Gryphe/Pantheon-Reasoning-26B-A4B-1.1 is a 26 billion parameter sparse Mixture-of-Experts (MoE) model based on Google's Gemma 4 architecture, fine-tuned for enhanced reasoning capabilities in roleplay scenarios. It integrates full thinking traces into its training, allowing the model to plan narrative beats and character responses. This model is specifically designed to improve the quality and depth of roleplay interactions by enabling more grounded and prose-forward writing.

Loading preview...

Model Overview

Gryphe/Pantheon-Reasoning-26B-A4B-1.1 is a 26 billion parameter model built on Google's Gemma 4 MoE architecture, specifically the google/gemma-4-26B-A4B-it variant. This model is an experimental finetune focused on integrating advanced reasoning capabilities into roleplay generation. Unlike typical Qwen models, which often have strong reasoning but weaker writing, this Pantheon series model aims to combine reasoning with high-quality narrative output.

Key Capabilities

  • Enhanced Roleplay Quality: Designed to improve roleplay by enabling the model to "think" through character motivations, tone, and narrative planning before generating responses.
  • Reasoning Integration: Trained with full reasoning traces across all assistant turns, derived from diverse sources including Pantheon roleplay data, general roleplay, text adventures, and the Opus-4.6-Reasoning-24k dataset.
  • Back-Generated Reasoning: Utilizes DeepSeek 3.2 to back-generate planning-oriented thinking traces for roleplay and text adventure data, validated by a judge model to ensure quality and relevance.
  • Grounded Prose: Incorporates text adventure data to foster a more grounded and prose-forward writing style.

What Makes it Different

This model's primary differentiator is its unique approach to integrating reasoning directly into roleplay generation.

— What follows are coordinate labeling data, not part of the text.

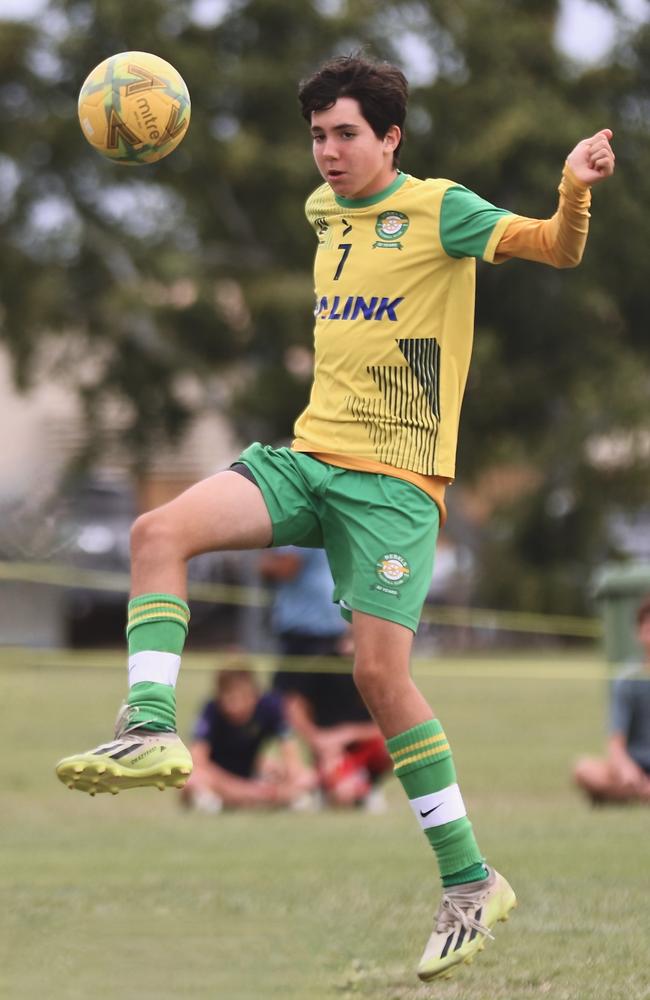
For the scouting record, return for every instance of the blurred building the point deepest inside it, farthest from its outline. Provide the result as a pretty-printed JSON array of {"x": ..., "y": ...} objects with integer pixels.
[{"x": 45, "y": 518}]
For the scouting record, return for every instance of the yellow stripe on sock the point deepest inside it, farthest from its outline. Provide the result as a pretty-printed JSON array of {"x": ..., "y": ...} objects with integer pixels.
[
  {"x": 429, "y": 741},
  {"x": 166, "y": 606},
  {"x": 167, "y": 612},
  {"x": 431, "y": 754}
]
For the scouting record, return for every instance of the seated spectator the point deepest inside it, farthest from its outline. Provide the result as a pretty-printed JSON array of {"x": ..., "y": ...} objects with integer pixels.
[
  {"x": 623, "y": 775},
  {"x": 324, "y": 708},
  {"x": 229, "y": 736},
  {"x": 348, "y": 750}
]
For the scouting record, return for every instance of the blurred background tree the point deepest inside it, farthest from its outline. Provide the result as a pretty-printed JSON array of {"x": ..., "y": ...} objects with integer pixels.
[{"x": 144, "y": 283}]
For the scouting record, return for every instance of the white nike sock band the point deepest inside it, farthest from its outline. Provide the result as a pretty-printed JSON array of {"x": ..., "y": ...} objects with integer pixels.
[
  {"x": 439, "y": 807},
  {"x": 150, "y": 665}
]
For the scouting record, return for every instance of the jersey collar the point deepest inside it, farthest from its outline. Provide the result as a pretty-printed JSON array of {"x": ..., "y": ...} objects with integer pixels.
[{"x": 373, "y": 198}]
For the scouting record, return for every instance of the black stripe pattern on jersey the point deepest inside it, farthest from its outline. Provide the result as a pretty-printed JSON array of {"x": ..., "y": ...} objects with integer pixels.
[{"x": 403, "y": 424}]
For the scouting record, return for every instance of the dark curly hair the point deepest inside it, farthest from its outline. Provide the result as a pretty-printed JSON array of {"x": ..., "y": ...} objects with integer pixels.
[{"x": 380, "y": 88}]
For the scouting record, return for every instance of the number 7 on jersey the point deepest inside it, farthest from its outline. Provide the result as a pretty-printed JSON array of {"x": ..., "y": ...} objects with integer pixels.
[{"x": 345, "y": 247}]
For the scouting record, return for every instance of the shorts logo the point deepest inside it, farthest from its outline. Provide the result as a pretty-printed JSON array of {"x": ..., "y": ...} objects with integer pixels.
[
  {"x": 392, "y": 569},
  {"x": 389, "y": 227}
]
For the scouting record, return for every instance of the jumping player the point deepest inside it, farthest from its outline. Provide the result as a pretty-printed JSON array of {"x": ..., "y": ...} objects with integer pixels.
[{"x": 366, "y": 474}]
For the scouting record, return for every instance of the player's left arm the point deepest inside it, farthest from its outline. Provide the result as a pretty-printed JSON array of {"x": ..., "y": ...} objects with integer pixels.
[{"x": 560, "y": 240}]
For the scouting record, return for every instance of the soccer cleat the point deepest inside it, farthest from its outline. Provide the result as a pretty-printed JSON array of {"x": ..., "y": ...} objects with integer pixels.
[
  {"x": 135, "y": 758},
  {"x": 465, "y": 918}
]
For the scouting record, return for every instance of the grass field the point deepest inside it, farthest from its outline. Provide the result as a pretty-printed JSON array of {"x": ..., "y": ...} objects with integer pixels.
[{"x": 129, "y": 897}]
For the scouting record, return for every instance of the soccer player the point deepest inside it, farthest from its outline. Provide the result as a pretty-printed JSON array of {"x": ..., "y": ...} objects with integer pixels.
[{"x": 366, "y": 474}]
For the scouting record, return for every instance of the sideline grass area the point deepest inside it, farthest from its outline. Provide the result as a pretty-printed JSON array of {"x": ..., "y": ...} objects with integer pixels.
[{"x": 129, "y": 898}]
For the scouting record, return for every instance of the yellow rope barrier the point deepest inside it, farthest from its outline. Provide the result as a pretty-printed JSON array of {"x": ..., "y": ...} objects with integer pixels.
[{"x": 52, "y": 574}]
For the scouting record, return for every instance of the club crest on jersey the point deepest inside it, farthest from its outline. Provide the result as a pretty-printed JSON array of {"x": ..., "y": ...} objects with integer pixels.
[
  {"x": 393, "y": 569},
  {"x": 390, "y": 226}
]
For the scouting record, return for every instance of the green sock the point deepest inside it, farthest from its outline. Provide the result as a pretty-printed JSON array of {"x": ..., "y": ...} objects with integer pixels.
[
  {"x": 157, "y": 623},
  {"x": 424, "y": 765}
]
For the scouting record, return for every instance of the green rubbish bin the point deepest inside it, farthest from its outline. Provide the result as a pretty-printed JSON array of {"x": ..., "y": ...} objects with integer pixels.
[{"x": 619, "y": 589}]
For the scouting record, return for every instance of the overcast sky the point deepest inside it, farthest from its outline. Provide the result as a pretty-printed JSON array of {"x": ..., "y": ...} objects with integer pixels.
[{"x": 585, "y": 29}]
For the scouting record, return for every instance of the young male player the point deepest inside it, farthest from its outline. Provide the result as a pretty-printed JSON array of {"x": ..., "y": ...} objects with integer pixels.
[{"x": 365, "y": 477}]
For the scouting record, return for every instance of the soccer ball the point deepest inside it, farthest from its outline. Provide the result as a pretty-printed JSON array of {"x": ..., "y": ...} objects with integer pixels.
[{"x": 134, "y": 108}]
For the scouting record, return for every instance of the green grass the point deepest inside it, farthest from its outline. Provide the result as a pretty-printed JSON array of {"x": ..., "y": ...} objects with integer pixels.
[{"x": 130, "y": 897}]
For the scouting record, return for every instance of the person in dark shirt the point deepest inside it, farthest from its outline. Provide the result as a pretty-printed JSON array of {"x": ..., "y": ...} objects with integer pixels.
[
  {"x": 624, "y": 774},
  {"x": 229, "y": 736}
]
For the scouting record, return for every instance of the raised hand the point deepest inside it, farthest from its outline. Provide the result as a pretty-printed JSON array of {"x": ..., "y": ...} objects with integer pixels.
[{"x": 593, "y": 159}]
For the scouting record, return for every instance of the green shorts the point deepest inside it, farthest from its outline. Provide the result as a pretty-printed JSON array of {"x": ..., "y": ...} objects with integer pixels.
[{"x": 379, "y": 532}]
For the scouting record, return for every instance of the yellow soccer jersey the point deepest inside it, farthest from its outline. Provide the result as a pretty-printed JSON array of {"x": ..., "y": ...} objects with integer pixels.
[{"x": 395, "y": 284}]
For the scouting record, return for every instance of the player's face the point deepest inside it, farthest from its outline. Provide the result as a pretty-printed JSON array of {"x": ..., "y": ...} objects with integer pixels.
[{"x": 348, "y": 154}]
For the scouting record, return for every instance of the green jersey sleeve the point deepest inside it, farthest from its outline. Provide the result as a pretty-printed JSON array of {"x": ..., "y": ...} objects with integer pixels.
[{"x": 468, "y": 223}]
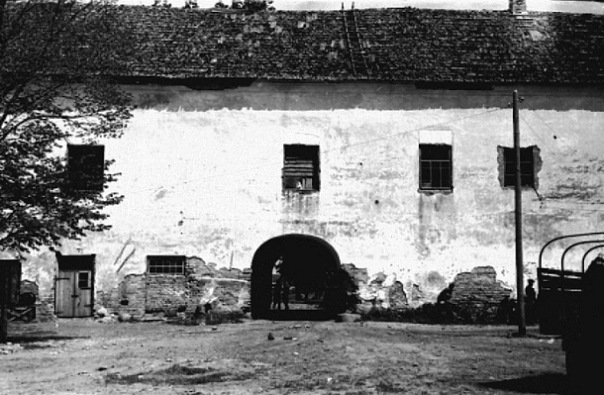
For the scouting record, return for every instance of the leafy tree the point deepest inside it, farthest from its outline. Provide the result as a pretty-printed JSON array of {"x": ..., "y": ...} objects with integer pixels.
[
  {"x": 56, "y": 61},
  {"x": 56, "y": 58}
]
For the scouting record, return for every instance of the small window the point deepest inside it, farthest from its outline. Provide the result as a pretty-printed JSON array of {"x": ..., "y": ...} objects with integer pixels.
[
  {"x": 436, "y": 167},
  {"x": 301, "y": 168},
  {"x": 83, "y": 280},
  {"x": 166, "y": 264},
  {"x": 85, "y": 165},
  {"x": 527, "y": 167}
]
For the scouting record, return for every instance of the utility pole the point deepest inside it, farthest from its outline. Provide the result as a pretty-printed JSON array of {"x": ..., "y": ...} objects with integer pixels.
[{"x": 518, "y": 219}]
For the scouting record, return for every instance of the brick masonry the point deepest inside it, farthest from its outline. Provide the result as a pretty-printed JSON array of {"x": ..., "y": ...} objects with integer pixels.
[{"x": 165, "y": 294}]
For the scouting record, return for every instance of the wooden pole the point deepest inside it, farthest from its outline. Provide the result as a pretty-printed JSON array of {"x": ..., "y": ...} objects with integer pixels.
[
  {"x": 4, "y": 278},
  {"x": 518, "y": 220}
]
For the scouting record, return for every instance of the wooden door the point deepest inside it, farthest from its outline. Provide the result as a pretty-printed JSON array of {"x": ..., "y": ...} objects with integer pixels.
[
  {"x": 73, "y": 294},
  {"x": 64, "y": 294},
  {"x": 83, "y": 288}
]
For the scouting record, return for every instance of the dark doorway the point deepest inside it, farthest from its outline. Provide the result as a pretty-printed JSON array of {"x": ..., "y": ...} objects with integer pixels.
[{"x": 311, "y": 266}]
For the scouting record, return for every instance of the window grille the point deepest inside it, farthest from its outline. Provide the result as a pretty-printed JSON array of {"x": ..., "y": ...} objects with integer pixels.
[{"x": 436, "y": 167}]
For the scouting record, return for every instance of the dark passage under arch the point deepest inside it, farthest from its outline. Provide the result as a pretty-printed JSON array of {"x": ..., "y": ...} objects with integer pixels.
[{"x": 308, "y": 261}]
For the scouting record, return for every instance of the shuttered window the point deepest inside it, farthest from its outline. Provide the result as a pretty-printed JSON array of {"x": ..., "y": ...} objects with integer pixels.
[
  {"x": 527, "y": 167},
  {"x": 301, "y": 168},
  {"x": 85, "y": 165}
]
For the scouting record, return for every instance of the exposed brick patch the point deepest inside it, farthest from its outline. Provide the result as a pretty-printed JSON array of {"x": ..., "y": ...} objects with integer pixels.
[{"x": 478, "y": 293}]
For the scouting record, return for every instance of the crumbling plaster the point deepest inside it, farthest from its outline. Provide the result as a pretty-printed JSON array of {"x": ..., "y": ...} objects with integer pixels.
[{"x": 201, "y": 175}]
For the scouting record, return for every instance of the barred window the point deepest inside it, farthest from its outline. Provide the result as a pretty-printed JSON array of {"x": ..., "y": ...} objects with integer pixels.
[
  {"x": 436, "y": 167},
  {"x": 166, "y": 264},
  {"x": 301, "y": 168},
  {"x": 85, "y": 166}
]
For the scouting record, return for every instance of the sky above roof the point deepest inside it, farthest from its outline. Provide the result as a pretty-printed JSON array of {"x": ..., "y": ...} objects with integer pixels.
[{"x": 532, "y": 5}]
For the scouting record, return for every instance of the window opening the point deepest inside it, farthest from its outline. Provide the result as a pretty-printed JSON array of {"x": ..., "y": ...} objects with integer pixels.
[
  {"x": 301, "y": 168},
  {"x": 436, "y": 167},
  {"x": 83, "y": 280},
  {"x": 527, "y": 167},
  {"x": 85, "y": 166},
  {"x": 166, "y": 264}
]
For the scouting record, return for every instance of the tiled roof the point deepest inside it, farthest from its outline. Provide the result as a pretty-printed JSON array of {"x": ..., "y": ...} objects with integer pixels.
[{"x": 401, "y": 45}]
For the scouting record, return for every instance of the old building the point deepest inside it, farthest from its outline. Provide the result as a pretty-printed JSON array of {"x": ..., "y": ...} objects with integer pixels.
[{"x": 386, "y": 133}]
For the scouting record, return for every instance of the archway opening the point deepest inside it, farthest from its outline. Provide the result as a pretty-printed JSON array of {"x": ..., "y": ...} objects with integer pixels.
[{"x": 298, "y": 276}]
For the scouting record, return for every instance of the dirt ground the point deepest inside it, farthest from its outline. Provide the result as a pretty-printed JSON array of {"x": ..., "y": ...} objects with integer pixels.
[{"x": 83, "y": 356}]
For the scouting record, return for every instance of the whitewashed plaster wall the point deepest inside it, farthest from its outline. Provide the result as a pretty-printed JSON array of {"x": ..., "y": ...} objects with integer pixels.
[{"x": 201, "y": 176}]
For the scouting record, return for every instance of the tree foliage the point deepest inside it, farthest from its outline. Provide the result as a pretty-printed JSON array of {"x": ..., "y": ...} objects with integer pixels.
[{"x": 56, "y": 63}]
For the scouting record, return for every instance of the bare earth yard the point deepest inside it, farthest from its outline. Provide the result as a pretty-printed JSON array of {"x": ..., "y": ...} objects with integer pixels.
[{"x": 83, "y": 356}]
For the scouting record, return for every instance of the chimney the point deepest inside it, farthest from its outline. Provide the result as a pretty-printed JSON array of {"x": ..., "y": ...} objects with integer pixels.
[{"x": 517, "y": 7}]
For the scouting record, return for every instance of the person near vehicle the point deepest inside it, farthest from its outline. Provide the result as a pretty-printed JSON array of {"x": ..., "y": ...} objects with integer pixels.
[{"x": 530, "y": 303}]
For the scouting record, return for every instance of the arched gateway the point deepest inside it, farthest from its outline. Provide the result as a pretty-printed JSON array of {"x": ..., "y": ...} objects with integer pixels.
[{"x": 308, "y": 261}]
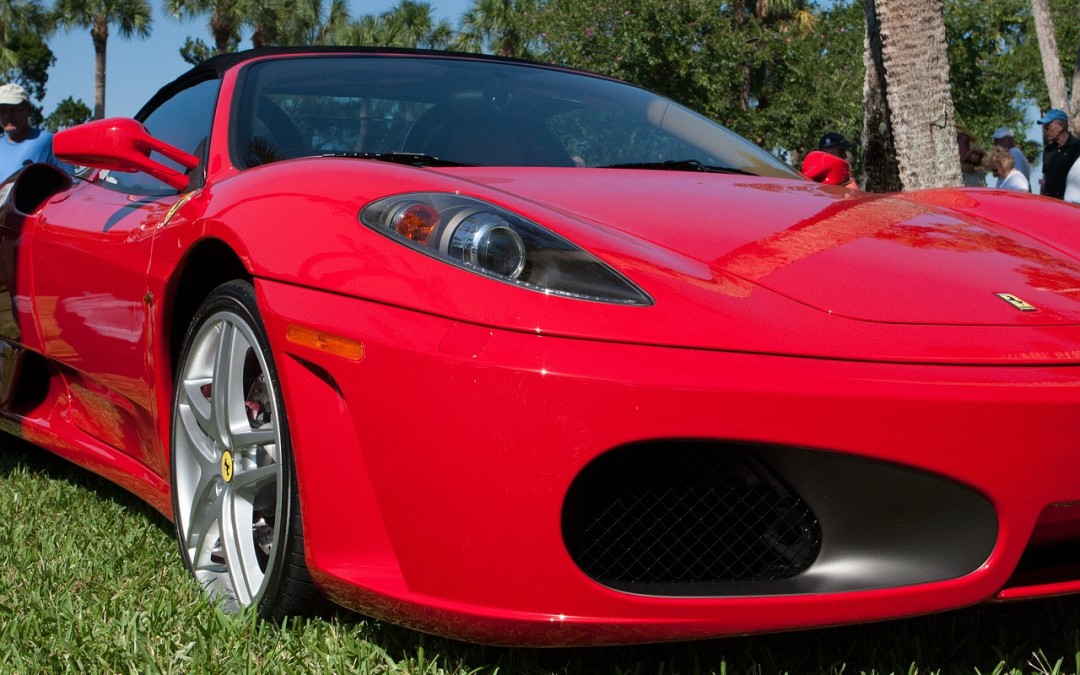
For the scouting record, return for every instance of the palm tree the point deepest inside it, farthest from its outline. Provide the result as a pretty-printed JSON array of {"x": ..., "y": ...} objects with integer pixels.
[
  {"x": 311, "y": 22},
  {"x": 226, "y": 17},
  {"x": 495, "y": 25},
  {"x": 408, "y": 24},
  {"x": 909, "y": 122},
  {"x": 418, "y": 24},
  {"x": 130, "y": 17},
  {"x": 19, "y": 16}
]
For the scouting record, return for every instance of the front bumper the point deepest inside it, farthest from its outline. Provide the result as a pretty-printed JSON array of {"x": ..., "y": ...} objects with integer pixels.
[{"x": 435, "y": 472}]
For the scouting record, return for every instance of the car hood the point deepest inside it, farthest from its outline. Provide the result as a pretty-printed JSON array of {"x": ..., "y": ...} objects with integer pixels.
[{"x": 929, "y": 258}]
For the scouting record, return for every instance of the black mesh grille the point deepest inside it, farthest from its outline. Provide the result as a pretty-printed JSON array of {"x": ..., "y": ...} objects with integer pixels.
[{"x": 686, "y": 515}]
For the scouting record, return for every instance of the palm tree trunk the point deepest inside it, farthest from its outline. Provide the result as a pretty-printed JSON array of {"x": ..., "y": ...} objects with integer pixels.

By training on explicit thinking traces that simulate a writer's planning process, it aims to produce more coherent, in-character, and narratively sound roleplay responses. The 1.1 update further refines these reasoning traces through multiple QA stages and a self-iterating pipeline, ensuring higher quality and more effective planning. It's an exploration into whether explicit reasoning can meaningfully enhance creative, character-driven text generation.